[Date Prev][Date Next][Thread Prev][Thread Next][Date Index][Thread Index]

Re: Planning for Emergency restore

On Sun, 4 Apr 2021, at 17:37, jerry wrote:
> Hello,
>    Anyway, in that situation, the tarsnap key becomes VERY valuable.  I 
> suppose I could stick it on some encrypted media and keep it somewhere 
> else.  Friend's house?  What if my house burns down?  A disk in the fire 
> safe would probably get fried, but what about a piece of paper?

USB media are far less reliable than one might be lead to believe. Even
CD/DVD can't be trusted with long term storage.

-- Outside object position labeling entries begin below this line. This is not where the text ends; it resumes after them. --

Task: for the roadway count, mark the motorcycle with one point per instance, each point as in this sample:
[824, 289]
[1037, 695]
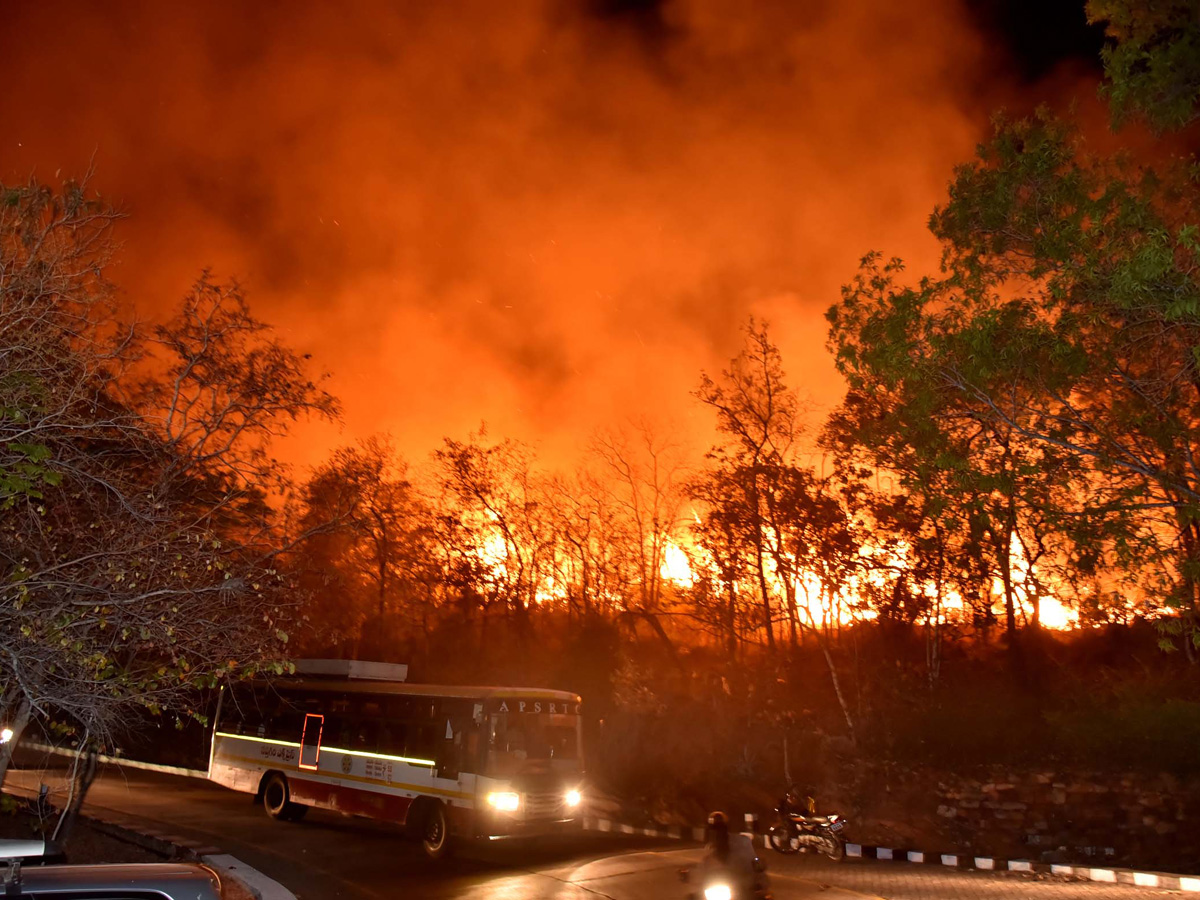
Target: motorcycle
[717, 887]
[797, 832]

>     I just tried printing the key on paper.  I scanned the paper with my 
> Fujitsu scansnap at max resolution.  Then converted the resulting PDF to 
> a jpg with ImageMagick.  Then OCR'd it with tesseract.   No joy.  OCR is 
> just not good enough.
> Letters "l" get changed to numbers "1", extra letters appear here & 
> there.... Just not gonna work.
>     Ideas?  Right now, I'm experimenting with printed barcodes.
>                       - Jerry Kaidor

For the truly paranoid, combine:

- [1] shamir's secret sharing algorithm to split your secret into N shards

- [2] encode each shard and print separately on paper

- distribute those printed shards to different trusted sources

- confirm you can actually recover your service from those shards

- think about how somebody other than you might recover these keys

[1]: https://github.com/dsprenkels/sss or similar
[2]:  https://lab.whitequark.org/notes/2016-08-24/archiving-cryptographic-secrets-on-paper/

Practically, I'm far more worried about an accident happening to me, and my business/family being unable to recover this secret because of "confusing technical wizardry" so select people have complete copies.